The Goddess gives the power, but it is the hearts of the Sorcerers that bring it from the wellspring and deliver it to the land, he thought in a moment of revelation. Without the Sorcerers, there would be no magic in the world.

"You see truth, my son," the voice of the Goddess shimmered through the rivers of light, through the strands of the Weave. She was close, yet distant, near yet far, existing in a place that was both near him and beyond his imagination. "You see the truth of things that few have experienced. You have become what you were always meant to become."

"But what is that, Mother?" he called out into the void. "What good does it do me to know these things, when I can't do anything with them?"

"You underestimate the power of knowledge," she replied from her unseen place. "Did your battle not teach you that knowledge is the greatest form of power?"

He blinked. That was easy enough to agree with. That Sha'Kar woman had taken everything he did and twisted it back on him, with contemptuous ease.
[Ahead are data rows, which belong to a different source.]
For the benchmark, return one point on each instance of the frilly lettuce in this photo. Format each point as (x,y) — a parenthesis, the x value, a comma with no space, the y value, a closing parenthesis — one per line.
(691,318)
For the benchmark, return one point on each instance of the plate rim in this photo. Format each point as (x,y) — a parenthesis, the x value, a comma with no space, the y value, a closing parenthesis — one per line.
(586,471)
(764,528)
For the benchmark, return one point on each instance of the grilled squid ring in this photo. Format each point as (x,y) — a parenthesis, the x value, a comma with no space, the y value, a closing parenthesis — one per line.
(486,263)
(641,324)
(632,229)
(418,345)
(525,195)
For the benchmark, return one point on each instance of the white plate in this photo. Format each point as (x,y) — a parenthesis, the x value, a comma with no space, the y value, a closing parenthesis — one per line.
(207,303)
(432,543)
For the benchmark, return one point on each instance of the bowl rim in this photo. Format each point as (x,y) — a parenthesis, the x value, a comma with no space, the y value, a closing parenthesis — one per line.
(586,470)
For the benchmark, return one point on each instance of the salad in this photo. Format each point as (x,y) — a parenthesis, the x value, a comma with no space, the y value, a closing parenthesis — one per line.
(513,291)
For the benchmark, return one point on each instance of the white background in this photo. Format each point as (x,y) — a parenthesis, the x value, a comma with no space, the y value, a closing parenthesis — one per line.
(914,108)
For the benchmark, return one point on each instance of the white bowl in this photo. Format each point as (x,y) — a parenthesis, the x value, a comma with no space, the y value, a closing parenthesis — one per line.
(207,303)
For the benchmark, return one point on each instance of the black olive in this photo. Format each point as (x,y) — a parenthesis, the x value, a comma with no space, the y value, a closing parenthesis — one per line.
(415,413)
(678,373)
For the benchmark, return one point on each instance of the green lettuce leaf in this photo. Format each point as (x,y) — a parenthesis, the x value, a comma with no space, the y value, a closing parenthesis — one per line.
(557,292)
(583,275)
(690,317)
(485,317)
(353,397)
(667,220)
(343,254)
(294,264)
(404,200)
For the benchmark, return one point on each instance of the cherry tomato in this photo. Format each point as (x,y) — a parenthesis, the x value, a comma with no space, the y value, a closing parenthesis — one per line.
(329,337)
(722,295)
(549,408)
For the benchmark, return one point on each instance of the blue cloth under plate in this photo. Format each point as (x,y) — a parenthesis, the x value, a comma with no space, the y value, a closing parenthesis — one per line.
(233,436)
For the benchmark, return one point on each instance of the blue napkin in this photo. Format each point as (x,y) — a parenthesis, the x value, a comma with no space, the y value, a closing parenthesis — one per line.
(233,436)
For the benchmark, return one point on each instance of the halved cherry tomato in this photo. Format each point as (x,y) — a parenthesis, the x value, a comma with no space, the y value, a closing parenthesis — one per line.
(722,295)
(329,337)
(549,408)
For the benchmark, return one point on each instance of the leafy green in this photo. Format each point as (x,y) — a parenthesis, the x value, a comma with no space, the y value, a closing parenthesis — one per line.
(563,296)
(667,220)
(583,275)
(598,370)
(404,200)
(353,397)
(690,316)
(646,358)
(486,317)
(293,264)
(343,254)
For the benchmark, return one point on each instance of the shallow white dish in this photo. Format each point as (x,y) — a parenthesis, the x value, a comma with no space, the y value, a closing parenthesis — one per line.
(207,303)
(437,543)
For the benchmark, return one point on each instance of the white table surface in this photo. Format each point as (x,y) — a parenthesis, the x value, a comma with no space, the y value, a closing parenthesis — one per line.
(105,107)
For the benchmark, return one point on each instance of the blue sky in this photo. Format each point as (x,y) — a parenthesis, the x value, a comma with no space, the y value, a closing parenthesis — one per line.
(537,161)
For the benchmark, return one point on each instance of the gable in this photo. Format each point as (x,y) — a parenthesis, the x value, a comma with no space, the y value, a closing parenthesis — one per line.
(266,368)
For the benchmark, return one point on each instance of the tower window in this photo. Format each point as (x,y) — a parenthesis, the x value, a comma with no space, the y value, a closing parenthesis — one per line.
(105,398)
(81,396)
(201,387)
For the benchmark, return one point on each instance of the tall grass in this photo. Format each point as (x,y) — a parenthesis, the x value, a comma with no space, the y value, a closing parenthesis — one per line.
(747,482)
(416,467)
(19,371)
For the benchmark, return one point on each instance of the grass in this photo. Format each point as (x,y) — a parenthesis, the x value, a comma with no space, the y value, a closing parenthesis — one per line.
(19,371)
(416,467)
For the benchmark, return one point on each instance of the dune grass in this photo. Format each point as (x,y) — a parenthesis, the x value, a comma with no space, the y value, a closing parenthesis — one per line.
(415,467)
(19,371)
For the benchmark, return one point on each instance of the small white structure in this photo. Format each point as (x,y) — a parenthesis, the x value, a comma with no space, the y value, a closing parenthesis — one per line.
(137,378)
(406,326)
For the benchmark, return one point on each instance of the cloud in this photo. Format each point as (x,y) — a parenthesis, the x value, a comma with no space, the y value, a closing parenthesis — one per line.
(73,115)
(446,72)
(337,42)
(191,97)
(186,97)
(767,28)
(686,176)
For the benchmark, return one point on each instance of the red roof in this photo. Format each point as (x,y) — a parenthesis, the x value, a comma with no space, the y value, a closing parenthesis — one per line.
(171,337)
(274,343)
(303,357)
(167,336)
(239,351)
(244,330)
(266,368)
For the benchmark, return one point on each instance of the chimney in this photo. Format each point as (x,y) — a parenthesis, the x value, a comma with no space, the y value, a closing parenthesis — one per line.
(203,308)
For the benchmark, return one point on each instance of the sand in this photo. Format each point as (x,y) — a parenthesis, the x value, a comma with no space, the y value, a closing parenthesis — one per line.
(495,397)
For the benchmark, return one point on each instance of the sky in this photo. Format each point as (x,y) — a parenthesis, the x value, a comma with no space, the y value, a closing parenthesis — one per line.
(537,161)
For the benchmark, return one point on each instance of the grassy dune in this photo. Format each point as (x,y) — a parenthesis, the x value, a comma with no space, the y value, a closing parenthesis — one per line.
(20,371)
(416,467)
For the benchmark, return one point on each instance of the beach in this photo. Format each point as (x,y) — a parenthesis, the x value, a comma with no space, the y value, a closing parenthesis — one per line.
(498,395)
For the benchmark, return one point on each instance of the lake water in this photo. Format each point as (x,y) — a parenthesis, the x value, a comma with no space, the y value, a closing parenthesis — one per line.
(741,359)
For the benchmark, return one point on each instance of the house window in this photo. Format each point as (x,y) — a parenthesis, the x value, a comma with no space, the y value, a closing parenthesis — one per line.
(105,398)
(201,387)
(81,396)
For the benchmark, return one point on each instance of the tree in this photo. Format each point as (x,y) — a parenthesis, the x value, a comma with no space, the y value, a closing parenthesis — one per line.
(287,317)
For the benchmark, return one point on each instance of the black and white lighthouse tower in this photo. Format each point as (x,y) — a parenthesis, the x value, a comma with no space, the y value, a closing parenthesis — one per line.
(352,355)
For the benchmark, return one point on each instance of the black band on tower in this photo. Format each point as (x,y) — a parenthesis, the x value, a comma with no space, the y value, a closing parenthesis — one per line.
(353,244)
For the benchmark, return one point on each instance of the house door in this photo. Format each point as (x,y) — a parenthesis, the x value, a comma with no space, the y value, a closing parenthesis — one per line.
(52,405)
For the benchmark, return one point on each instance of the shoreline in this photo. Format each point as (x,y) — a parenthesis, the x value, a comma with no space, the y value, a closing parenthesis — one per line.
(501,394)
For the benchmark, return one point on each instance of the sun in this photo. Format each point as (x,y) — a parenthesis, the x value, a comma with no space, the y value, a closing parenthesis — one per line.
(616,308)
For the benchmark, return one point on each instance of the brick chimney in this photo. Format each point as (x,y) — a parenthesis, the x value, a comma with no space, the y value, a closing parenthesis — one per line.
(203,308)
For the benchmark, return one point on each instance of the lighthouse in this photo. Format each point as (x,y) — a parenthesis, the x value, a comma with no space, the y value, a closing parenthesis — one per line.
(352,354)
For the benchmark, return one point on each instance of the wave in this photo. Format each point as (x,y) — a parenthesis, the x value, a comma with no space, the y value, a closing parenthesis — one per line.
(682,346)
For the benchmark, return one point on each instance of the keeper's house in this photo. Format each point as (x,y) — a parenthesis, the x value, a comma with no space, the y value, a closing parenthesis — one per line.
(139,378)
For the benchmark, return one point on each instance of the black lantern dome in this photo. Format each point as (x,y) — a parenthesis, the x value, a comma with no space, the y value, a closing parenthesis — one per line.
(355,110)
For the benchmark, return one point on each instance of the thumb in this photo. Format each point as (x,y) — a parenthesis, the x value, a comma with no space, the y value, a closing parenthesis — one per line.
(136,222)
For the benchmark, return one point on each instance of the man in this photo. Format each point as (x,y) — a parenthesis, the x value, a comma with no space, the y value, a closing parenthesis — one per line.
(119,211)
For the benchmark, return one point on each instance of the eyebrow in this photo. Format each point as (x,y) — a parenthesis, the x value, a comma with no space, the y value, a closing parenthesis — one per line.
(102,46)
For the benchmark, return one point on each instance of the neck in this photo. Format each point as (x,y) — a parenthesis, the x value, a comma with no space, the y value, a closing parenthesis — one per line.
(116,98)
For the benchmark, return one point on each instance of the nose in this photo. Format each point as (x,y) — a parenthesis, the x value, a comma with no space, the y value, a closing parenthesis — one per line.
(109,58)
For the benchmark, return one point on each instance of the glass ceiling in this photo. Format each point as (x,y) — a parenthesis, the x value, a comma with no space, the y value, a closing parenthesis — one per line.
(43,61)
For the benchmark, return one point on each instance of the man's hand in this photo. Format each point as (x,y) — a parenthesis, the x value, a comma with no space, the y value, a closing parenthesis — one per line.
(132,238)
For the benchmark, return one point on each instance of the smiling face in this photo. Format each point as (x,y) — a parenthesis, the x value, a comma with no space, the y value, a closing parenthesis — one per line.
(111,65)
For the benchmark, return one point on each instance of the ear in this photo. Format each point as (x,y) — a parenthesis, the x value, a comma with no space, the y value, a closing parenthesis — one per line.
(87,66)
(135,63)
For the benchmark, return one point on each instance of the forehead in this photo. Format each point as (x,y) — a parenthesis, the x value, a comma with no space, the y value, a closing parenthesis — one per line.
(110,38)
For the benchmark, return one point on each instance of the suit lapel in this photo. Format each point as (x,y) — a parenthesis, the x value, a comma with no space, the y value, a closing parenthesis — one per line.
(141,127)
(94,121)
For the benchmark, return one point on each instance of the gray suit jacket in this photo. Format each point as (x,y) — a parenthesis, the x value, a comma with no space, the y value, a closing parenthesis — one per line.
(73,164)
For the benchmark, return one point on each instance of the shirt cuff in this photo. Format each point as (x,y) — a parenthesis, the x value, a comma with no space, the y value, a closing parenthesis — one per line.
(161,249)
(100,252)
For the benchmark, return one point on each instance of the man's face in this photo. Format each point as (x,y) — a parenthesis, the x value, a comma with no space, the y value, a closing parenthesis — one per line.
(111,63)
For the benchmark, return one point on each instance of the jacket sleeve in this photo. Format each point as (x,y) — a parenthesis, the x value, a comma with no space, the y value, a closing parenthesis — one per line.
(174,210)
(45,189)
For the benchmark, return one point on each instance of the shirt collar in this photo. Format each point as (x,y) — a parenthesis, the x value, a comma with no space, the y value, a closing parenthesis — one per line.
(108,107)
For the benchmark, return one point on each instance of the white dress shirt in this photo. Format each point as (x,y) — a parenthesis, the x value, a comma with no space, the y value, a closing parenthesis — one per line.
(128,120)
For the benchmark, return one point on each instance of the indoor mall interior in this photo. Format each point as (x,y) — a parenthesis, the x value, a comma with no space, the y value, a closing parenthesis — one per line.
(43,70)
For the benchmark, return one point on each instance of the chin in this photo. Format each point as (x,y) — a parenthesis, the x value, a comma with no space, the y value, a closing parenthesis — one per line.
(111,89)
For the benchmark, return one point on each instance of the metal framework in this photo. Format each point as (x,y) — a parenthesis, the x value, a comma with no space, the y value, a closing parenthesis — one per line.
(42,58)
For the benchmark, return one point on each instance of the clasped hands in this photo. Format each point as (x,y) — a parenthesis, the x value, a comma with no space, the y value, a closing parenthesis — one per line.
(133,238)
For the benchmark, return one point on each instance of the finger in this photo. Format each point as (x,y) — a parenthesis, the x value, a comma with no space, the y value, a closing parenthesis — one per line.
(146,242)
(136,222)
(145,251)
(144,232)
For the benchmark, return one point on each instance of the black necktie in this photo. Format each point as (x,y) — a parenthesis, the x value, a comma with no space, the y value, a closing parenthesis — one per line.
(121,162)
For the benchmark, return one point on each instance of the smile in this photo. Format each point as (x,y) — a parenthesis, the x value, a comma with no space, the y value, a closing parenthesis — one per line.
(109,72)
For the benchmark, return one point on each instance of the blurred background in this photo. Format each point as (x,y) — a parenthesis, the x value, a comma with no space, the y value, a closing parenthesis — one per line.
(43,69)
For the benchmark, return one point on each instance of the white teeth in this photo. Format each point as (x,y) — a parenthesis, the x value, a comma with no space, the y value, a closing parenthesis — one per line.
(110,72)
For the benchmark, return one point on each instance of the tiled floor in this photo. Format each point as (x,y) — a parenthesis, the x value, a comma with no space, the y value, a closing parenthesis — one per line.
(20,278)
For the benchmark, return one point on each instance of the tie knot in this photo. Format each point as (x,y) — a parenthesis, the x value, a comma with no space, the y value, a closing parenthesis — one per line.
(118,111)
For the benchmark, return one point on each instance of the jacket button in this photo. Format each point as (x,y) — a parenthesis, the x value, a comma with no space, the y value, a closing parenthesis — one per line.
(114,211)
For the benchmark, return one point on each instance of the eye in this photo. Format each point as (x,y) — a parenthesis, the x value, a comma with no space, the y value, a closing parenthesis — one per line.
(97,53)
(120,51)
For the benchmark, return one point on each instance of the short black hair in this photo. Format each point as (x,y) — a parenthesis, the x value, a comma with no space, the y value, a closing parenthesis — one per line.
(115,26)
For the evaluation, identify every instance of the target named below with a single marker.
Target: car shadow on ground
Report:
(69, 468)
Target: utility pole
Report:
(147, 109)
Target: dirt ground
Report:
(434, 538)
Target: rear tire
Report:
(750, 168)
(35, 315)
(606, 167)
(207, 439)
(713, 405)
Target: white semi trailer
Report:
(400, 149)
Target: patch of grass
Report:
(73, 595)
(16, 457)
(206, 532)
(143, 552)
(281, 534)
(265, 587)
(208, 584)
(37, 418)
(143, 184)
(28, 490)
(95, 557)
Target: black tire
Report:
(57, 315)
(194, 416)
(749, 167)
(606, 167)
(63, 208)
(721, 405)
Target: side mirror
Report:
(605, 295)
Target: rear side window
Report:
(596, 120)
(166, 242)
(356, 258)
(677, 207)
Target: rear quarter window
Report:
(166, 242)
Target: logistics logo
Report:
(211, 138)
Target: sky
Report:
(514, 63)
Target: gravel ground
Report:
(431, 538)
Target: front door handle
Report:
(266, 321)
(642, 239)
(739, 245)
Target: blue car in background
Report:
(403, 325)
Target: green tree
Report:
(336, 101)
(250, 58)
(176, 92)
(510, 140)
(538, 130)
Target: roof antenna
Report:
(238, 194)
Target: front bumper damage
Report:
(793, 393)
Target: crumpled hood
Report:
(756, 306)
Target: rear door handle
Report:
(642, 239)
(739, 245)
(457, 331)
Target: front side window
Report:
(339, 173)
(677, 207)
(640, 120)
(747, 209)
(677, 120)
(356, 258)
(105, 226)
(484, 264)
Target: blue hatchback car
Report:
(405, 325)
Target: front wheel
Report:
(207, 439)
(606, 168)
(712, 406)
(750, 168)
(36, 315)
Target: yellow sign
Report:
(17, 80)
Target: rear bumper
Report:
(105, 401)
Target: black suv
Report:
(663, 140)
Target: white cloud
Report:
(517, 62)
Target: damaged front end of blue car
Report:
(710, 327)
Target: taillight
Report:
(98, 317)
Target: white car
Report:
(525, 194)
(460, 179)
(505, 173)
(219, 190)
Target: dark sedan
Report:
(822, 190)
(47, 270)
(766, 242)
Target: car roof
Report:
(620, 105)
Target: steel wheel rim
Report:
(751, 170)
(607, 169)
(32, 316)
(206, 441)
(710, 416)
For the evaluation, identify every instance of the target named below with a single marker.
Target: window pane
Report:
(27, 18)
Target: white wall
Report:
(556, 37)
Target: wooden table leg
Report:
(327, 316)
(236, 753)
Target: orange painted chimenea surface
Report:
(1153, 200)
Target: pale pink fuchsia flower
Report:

It wasn't because she was more powerful than him, it was because she had a greater knowledge about the Weave than he did. That knowledge made her the better of them.

"To influence a thing, you must first be aware of that thing," she told him. "You cannot master things you cannot understand. You cannot master your power without first understanding its truth."

That made sense. He couldn't deny that. "Mother… what was I meant to be?"

"What you are," she replied cryptically.

"But… but I'm not worthy of any of this," he said meekly. "I'm a half-crazy Were-cat who'd sooner kill you than shake your hand. I don't deserve to see such wondrous things. Why me?"

"Why not?"

She had asked that question of him every time he asked his own, and he still had yet to find a suitable answer for her. In this crazy, illogical world, it was only fitting that a feral Were-cat be given the responsibility for saving the very people he did not care about.

Fate, he had discovered, had a very strange sense of humor.

"Don't worry at it too long, my dear kitten," she said to him in a silvery voice, a voice full of humor, warmth, and love. "You have other things to consider."

"What?"

"You have faced your power, and have conquered it," she told him. "You have crossed over into a new realm of magical ability. You are now a true Weavespinner, in heart and soul as well as name. But as with any new beginning, there is a period of adjustment, of learning. And so it is with you, my dear child. You are so fond of thinking of things in linear terms, so consider it this way. One path has come to its destination, but another leads you off to the horizon. Your body has changed, as has your connection with the Weave. These are your first obstacles, the first challenges you must face and overcome."

"Changed? You mean I have to learn everything all over again?"

She laughed lightly. You see to the point, as always, she said winsomely. You have crossed into a new realm, Tarrin. In your prior land, you were the master. Now, you are again the Novice. You must relearn everything you learned before, because now, everything is different."

"But, but that other one was using High Sorcery," he reasoned. "That means that I can still use Sorcery the old way."

"You can use Sorcery in the way that other Sorcerers do, but that is but one aspect of your power, and it is also something you must learn again. Your connection to the Weave is different now. Surely you remember Dolanna's lessons."

He realized that he already knew the answer. "Every Sorcerer has his or her own way of touching the Weave," he repeated the lesson. "It's unique for every Sorcerer. It's why no Novice is permitted to read or study Sorcery before their first lessons, because it may contaminate their ability to use their magic."

"It is a personal communion, and it differs from person to person. But now, my Tarrin, you are a different person. So you must learn to touch the Weave anew."